DVC is eastern region’s largest generation utility with nearly 5,800 MW installed capacity.

Earlier, NTPC had assigned a number of its executives, including Choudhury, to handle crucial responsibilities at DVC in a bid to improve the company’s efficiency.

NTPC Chairman Choudhury was offered the additional charge of chairman of DVC in last November.

But the association came to a halt on May 27 as Choudhury decided to exit DVC. Following his footsteps, nine more senior NTPC officials relinquished their responsibilities at DVC on Thursday.

While there is no official communication on the reasons behind Choudhury’s hurried exit, sources said he was peeved at the stiff resistance of DVC employees to a proposal for transferring the electricity transmission distribution business and loss-making irrigation facilities to the State Governments of West Bengal and Jharkhand.

The management felt the transfer of such assets would help revive DVC’s financials. The company has a debt of ₹30,000 crore. The debt burden became a major challenge for the company as the stakeholders—West Bengal and Jharkhand State Governments and the Centre—denied to infuse fresh capital.

Instead, the Centre asked DVC to raise nearly ₹6,600 crore through Government-guaranteed bonds to meet equity shortfall.

Tottering finances

At the same time, earnings were impacted as the Central regulator denied DVC higher tariff to service loans raised to meet capital inadequacy.

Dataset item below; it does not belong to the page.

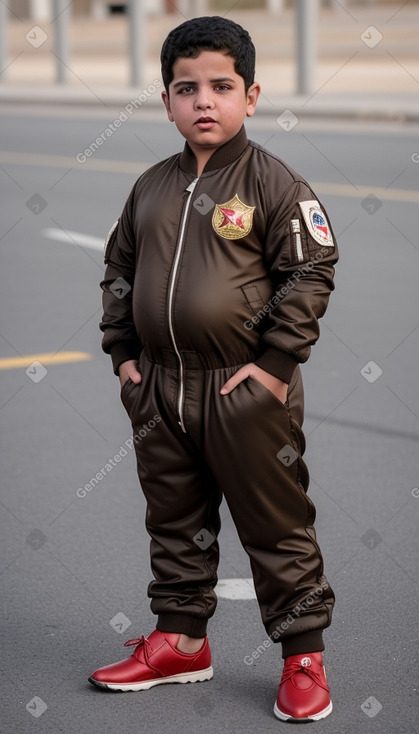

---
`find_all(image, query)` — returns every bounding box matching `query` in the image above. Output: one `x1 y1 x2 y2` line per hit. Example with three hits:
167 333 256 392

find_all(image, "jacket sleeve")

Also, a host of power projects suffered time overrun due to land acquisition issues. In many cases, power projects came up without any fuel linkage as the development of captive mines was inordinately delayed. If that was not enough, Jharkhand stopped paying for electricity bills amounting to around ₹160 crore a month, resulting in an arrear of ₹7,000 crore and started pressing DVC to take over the entire electricity distribution business (including retail consumers) in the valley.

The Choudhury-led management was against the idea as Jharkhand records one of the lowest recovery rates, due to the poor law and order situation. To get rid of the problem, it proposed hiving off the electricity transmission and distribution business and focussing on generation.

But before the proposal could be discussed at the board, DVC employees launched protest against Choudhury and the rest of the NTPC team, beginning April.